= No Honour in Sathporte =

Role-playing game supplement

No Honour in Sathporte is an adventure published by Chaotic Intellect Products in 1983 for the fantasy role-playing game Advanced Dungeons & Dragons.

==Description==
The player characters, who reside in the town of Sathporte, are hired by the wife of a merchant to retrieve her son, who has run away to join the local thieves' guild. The players must infiltrate the thieves' complex, find the son, and return with him even if he objects. Not all is as it seems, and the players will be confronted with unexpected twists in the plot as they proceed.

Although not licensed by TSR, the adventure is designed to be used with the rules from TSR's Advanced Dungeons & Dragons game. A number of aids are printed, including some maps of rooms scaled 1"=5' that can be cut out and used with miniature figurines, and seven pages of blank character sheets.

==Publication history==
No Honour in Sathporte, published by Chaotic Intellect Products (U.K.) in 1983, was written by Christopher Read, with artwork by Stephen Ball, Liz Martin, and Pete Sharpe, as a 28-page book enclosed in a cardstock liner. Relevant maps for the gamemaster are printed on the reverse of the liner.

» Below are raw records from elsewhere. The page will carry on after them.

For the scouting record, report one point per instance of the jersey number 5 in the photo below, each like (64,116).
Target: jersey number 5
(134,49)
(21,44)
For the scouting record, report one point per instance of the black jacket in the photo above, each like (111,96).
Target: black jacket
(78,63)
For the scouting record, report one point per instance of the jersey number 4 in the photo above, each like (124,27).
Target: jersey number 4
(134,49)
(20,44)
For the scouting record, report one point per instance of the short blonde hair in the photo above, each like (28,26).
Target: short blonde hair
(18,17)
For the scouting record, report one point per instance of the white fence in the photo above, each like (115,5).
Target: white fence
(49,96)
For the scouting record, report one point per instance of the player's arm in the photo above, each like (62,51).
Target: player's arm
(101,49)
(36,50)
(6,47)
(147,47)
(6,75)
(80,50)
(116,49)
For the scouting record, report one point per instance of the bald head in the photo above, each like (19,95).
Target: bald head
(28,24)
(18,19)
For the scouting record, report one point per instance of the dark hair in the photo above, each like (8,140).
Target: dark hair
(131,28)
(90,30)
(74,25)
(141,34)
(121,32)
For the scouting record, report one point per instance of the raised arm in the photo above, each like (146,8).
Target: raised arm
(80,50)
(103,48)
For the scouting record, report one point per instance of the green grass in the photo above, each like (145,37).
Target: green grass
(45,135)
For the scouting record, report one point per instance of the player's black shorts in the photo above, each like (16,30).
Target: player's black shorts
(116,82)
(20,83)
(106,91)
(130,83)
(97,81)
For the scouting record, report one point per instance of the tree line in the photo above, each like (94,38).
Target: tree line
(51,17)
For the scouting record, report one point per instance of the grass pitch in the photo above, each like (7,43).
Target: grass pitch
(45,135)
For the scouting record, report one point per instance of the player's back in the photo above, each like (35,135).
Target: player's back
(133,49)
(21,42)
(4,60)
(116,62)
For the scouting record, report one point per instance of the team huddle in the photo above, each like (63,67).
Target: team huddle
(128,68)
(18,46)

Chaotic Intellect Products planned to release a guide to the town and its important non-player characters as well as more adventures set in the town, but no further products were ever published.

==Reception==
In the March 1984 edition of Imagine (Issue 12), Doug Cowie did note there was a lack of introductory information for the gamemaster, and thought the layout "could be a bit slicker". But overall, he liked the adventure, stating, "Chaotic Intellect have put together a good product in Sathporte. The adventure is interesting and challenging, and the various play aids provided show some originality as well as being useful."